What is in a name?
As a prospect for the club, I rode from Ontario, Canada to Sacramento, California with my sponsor, Patch holder Dirt. It began as a weekend trip to Chicago to meet up with Patch holder Ninja, but it progressively became a trip to meet members around the country. And I knew my role. I was Prospect. When I stayed in California and met with the National Officers, I was Prospect. I had a role and I was expected to fulfill it. I was watched. I was directed. I was monitored. They needed to know who I was and I needed to show them I was worthy of the patch.

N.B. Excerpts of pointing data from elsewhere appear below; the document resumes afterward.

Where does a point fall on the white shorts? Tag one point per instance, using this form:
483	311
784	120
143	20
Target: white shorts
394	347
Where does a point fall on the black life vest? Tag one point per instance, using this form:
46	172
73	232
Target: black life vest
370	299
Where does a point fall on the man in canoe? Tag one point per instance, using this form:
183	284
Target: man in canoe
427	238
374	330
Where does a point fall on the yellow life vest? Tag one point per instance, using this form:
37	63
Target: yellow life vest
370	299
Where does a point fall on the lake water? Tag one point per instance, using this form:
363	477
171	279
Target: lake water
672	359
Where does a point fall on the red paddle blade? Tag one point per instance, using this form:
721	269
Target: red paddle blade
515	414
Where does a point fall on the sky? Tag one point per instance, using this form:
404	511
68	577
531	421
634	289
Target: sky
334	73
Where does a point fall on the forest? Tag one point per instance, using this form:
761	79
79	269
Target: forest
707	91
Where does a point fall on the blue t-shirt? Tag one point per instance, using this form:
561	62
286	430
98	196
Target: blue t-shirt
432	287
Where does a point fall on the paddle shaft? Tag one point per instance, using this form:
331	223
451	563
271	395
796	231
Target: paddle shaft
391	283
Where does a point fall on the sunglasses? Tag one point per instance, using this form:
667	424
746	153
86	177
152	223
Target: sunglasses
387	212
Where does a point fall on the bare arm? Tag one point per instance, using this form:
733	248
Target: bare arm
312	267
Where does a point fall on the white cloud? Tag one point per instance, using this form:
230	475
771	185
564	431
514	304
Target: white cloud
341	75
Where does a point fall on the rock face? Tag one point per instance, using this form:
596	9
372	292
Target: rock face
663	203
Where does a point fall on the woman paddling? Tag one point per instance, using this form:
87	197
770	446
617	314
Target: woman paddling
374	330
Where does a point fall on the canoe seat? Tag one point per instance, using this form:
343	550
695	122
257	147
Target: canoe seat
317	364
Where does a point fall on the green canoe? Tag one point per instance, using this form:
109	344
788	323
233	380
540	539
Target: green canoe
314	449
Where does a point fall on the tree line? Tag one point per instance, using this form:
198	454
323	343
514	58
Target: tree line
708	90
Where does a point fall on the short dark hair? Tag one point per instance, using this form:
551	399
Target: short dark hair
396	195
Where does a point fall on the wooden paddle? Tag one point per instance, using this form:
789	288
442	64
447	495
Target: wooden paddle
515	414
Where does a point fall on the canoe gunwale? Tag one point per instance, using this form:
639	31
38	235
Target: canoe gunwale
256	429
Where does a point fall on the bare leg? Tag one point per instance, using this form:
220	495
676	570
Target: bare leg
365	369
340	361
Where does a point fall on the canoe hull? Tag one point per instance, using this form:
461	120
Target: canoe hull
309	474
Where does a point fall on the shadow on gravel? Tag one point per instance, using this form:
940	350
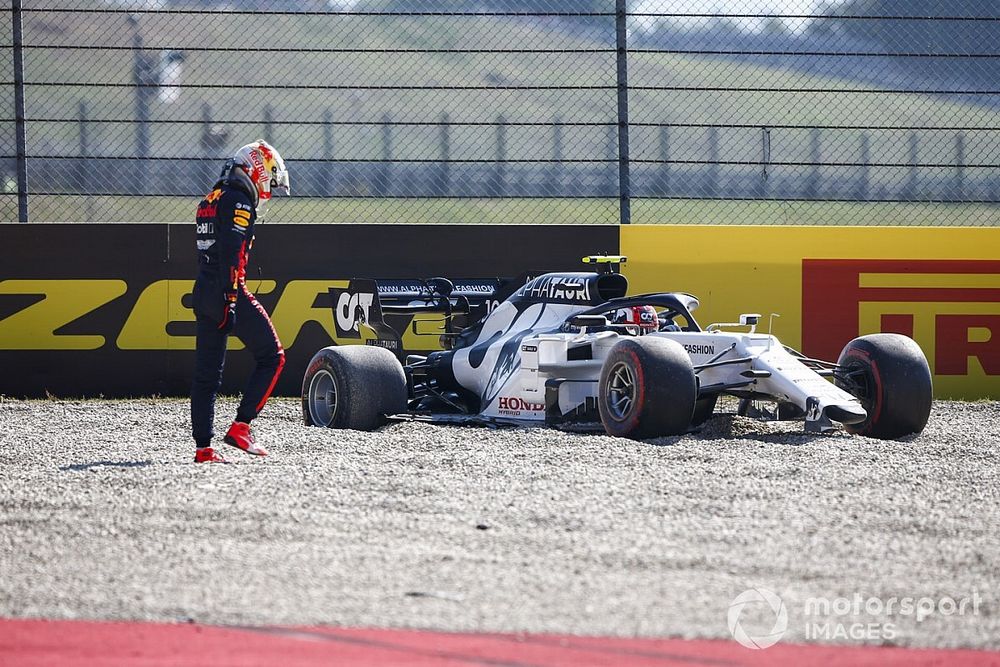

In the bible, God changed people’s names on occasion. These changes entailed a new identity that was granted by God himself. Abram (High Father) became Abraham (Father of the Multitude) while his wife, Sarai (My Princess), became Sarah (Mother of Nations). Together, Abraham and Sarah’s offspring formed many nations. It was their new identity and their destiny.
As I read about biblical name changes I was struck by this perspective: After God changed Simon’s name (God has heard) to Peter (Rock), He occasionally referred to him by his old name. It was suggested that God did this because, at times, Simon “acted like his old self instead of the rock God called him to be.”
On a typically hot Sunday afternoon in California we rode out for lunch at a local pizza place. With the members there from the National, I was patched into the club. The leadership had determined that I was no longer Prospect. When I was first called out as Patch Holder, I new that I had a new identity, a new destiny. I wouldn’t have thought there would be such an intrinsic reaction to a name change, but it’s very real, and a true honor in this world.
To many it may seem minor, even juvenile, to put so much emphasis on a patch, on a name change, but there is much more than optics. With the commitment comes responsibility. With the name change comes new privileges. When you are called and entrusted with a name change, life as you know it changes. You are now part of something much larger than yourself and there’s nothing juvenile about being it.
Being in the club means maintaining a standard of a full patch member. But, should I or any other member fail in this, we can be called out as Prospect and start over again because we acted like our “old self.”